Baselbieter Firma setzt ein Zeichen

Weita AG übergibt Spendenscheck für Familien in Not


Einen besonders grossen Scheck bekam die Schweizerische Stiftung für die Familie in diesen Tagen überreicht. Die stolze Summe von 10´000 Franken wurde der Stiftung zugunsten des Projekts «Hilfe für Familien in Not» gewidmet.


Ihrem Motto «weiter denken, nachhaltig handeln» machte die Weita AG mit Sitz in Aesch BL damit alle Ehre.
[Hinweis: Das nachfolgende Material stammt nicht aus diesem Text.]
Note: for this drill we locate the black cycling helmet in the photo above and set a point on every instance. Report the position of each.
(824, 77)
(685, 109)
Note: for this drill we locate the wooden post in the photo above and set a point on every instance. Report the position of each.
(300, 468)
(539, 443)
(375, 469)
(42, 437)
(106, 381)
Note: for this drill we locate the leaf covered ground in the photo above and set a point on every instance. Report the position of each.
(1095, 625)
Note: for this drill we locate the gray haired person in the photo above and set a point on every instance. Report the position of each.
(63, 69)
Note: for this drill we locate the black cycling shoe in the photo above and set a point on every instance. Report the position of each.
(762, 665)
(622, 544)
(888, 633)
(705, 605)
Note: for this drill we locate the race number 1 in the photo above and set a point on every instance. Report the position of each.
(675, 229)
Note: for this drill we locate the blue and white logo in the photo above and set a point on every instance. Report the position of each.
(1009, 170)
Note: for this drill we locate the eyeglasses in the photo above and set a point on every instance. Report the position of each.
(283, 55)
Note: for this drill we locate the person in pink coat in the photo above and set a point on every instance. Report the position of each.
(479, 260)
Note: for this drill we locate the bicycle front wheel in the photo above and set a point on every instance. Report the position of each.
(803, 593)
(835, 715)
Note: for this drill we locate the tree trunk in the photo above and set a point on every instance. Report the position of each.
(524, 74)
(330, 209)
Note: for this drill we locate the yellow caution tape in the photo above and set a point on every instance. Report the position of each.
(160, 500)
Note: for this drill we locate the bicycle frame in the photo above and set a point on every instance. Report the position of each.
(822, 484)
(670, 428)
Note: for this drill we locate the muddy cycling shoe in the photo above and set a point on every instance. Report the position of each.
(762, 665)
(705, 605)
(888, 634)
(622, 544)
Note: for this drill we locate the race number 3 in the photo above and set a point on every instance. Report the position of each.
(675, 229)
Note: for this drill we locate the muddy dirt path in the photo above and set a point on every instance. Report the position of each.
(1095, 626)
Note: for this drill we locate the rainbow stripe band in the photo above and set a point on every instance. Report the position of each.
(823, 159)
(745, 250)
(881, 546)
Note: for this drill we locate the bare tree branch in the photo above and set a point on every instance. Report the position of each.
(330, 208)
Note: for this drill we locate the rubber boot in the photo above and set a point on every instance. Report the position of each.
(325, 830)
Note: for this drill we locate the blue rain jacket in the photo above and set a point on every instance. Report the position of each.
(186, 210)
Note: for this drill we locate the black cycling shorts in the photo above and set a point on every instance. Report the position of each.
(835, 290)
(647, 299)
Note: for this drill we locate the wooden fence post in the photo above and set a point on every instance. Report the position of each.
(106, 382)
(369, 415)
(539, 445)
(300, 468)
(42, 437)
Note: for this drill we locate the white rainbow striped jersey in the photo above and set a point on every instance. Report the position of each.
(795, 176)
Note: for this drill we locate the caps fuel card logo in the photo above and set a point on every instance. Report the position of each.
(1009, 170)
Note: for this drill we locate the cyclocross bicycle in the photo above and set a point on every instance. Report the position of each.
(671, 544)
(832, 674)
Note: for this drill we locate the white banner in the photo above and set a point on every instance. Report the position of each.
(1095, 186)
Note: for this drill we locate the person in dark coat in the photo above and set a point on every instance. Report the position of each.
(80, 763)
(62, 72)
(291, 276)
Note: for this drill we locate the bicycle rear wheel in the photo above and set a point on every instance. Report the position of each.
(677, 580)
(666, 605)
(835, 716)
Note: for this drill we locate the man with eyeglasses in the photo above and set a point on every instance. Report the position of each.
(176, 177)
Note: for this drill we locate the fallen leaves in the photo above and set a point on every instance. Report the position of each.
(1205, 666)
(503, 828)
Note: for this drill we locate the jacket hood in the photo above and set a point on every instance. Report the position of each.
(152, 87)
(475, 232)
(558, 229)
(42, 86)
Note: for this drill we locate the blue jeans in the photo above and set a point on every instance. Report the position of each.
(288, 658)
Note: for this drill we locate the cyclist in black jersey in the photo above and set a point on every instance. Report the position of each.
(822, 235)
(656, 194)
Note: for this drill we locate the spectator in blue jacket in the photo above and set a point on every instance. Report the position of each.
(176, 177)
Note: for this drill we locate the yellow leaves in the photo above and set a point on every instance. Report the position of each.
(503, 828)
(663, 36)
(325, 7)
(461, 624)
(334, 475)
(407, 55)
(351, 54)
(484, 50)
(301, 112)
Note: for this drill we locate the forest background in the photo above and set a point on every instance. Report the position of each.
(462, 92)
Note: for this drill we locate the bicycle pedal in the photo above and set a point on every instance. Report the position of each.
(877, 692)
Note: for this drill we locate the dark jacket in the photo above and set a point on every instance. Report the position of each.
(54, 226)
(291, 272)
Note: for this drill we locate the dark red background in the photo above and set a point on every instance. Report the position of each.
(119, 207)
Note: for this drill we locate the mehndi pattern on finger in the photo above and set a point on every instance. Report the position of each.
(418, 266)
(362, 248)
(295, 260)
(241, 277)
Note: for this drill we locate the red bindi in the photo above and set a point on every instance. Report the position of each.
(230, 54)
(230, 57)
Für das Unternehmen, das Verbrauchsgüter, Schulungen und Fachexpertise für den Bereich Medical, Industrie, Reinigung & Retail anbietet, ist Nachhaltigkeit ein täglich gelebter Wert. Das bedeutet, «dass wir für alle unternehmerischen Herausforderungen nicht nur ökonomische Lösungen suchen, sondern immer auch nachhaltige und soziale», so Alain Amhof, Direktor Marketing & Sales, der den grosszügigen Spendenscheck an Stiftungsmanager Andreas Link im adventlich geschmückten Basel überreichte.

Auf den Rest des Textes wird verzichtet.